"In some remote villages of Zimbabwe, it is believed that a solar eclipse occurs when a crocodile eats the sun. This celestial crocodile, they say, briefly consumes our life-giving star as a warning that he is much displeased with the behavior of man below. It is the very worst of omens."

Not that there's a shortage of bad omens in the time period that frames Godwin's memoir. Mugabe and his goons justify taking white farmers' lands through the guise of returning it to black "war vets" who fought for the nation. Many times, according to Godwin, they render highly productive land useless while inflicting senseless cruelty.

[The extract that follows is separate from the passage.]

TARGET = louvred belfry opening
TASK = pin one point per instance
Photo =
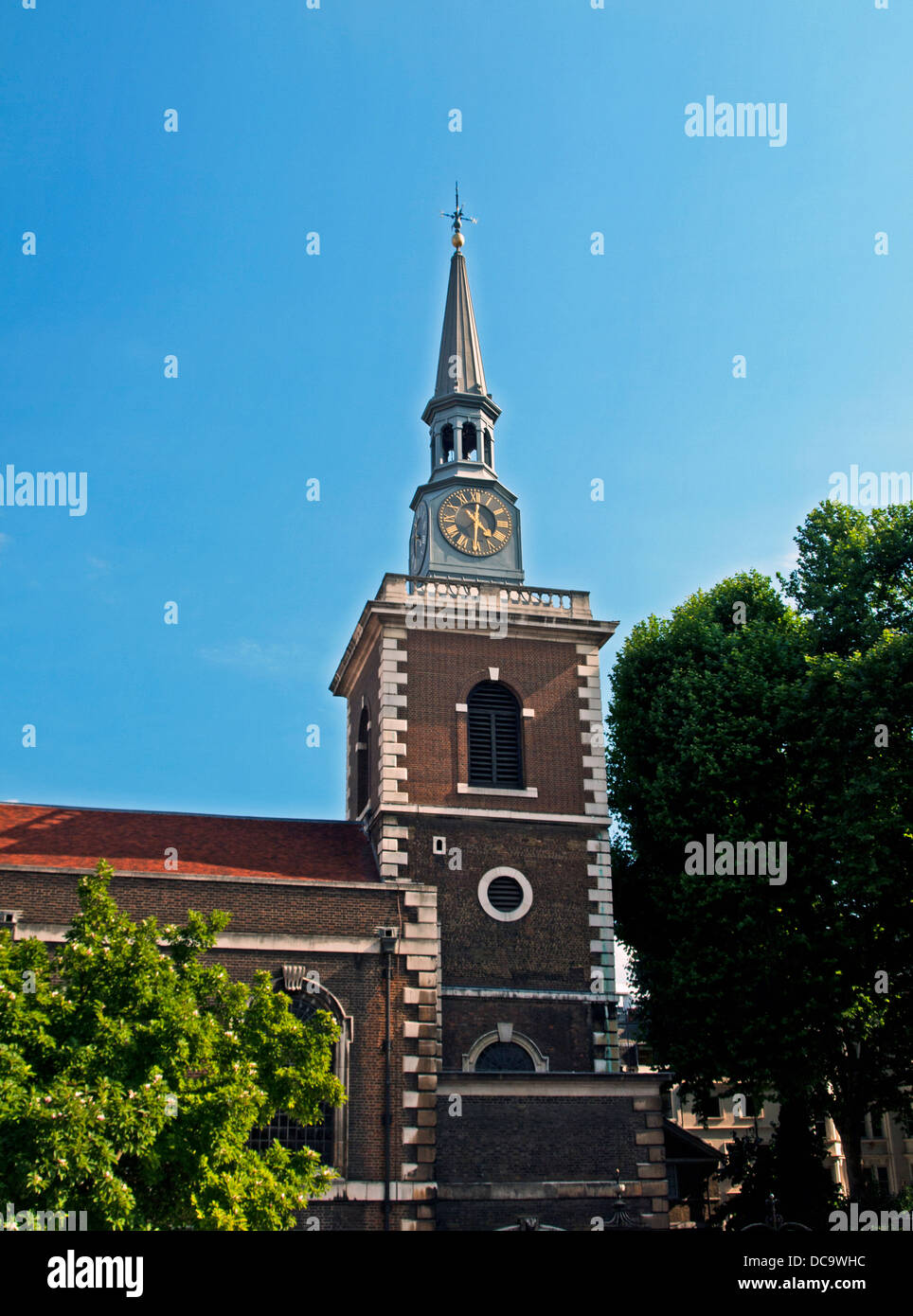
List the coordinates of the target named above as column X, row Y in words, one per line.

And then, there's the AIDS plague. Godwin's mother is a physician who has seen so much of the disease that she can "usually diagnose someone at the doorway of her examining room," he writes. It has meant that the country's average life expectancy has plummeted from 60 to 33.

"At 33, just as people should be in their prime, they suddenly sicken and die," Godwin writes. "And the managers of the mines and the factories and the farms have begun training three people to fill every job, because they know two will not live to work."

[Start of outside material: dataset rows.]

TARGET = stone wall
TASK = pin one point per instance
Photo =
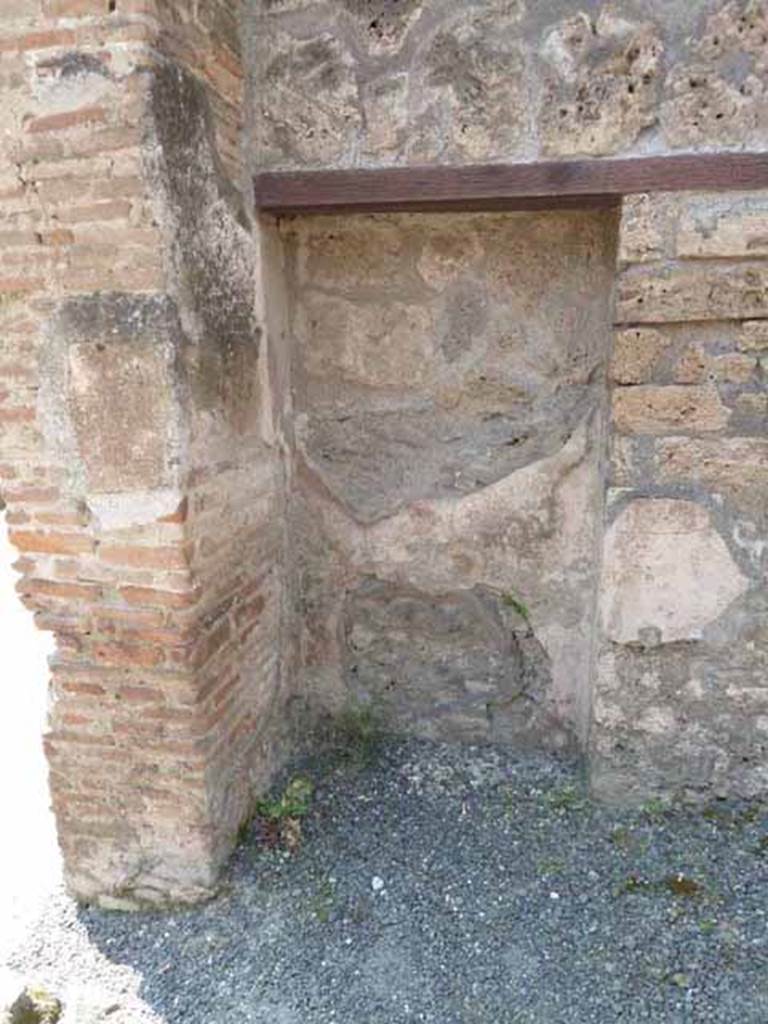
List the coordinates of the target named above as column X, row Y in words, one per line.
column 372, row 458
column 386, row 82
column 138, row 464
column 449, row 396
column 681, row 700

Against this backdrop, Godwin, a journalist for The New York Times and National Geographic magazines, among others, tells the tale of his father's slow death as his family of strong, interesting and brave people try to cope. His sister flees to London to produce an anti-Mugabe radio show and to bolster his opposition; his mother faces her own medical crisis in a land she knows first-hand is not well-suited for handling medical crises; and between assignments and his immediate family, Godwin is raising two boys in New York City.

His writing is thick without being heavy, punctuated both with telling details and humor, and reflective enough to show that Zimbabwe is far from the first nation to destroy much more than it create through a dictatorial, racist regime. And yet, he tries to explain the guilt he feels leaving that nation behind:

"I am soaring away from my fragile, breathless father with his tentative hold on life. I'm soaring away from my mother, who still lies in her hospital bed surrounded by wounded demonstrators - the trembling black women with broken limbs and puffy eyes and back striated with the angry whip marks of the dictatorship ... A nation is bleeding while I sit here cosseted with my baked trout and crispy bacon, my flute of Laurent-Perrier brut champagne, my choice of movies and my hot face towel. I am abandoning my post. Like my father before me, I am rejecting my own identity. I am committing cultural treason."

Yep. It's a book that shows us a world many of us cannot imagine through any sort of real-life experience. You should read it. It's 341 pages, every one of them good.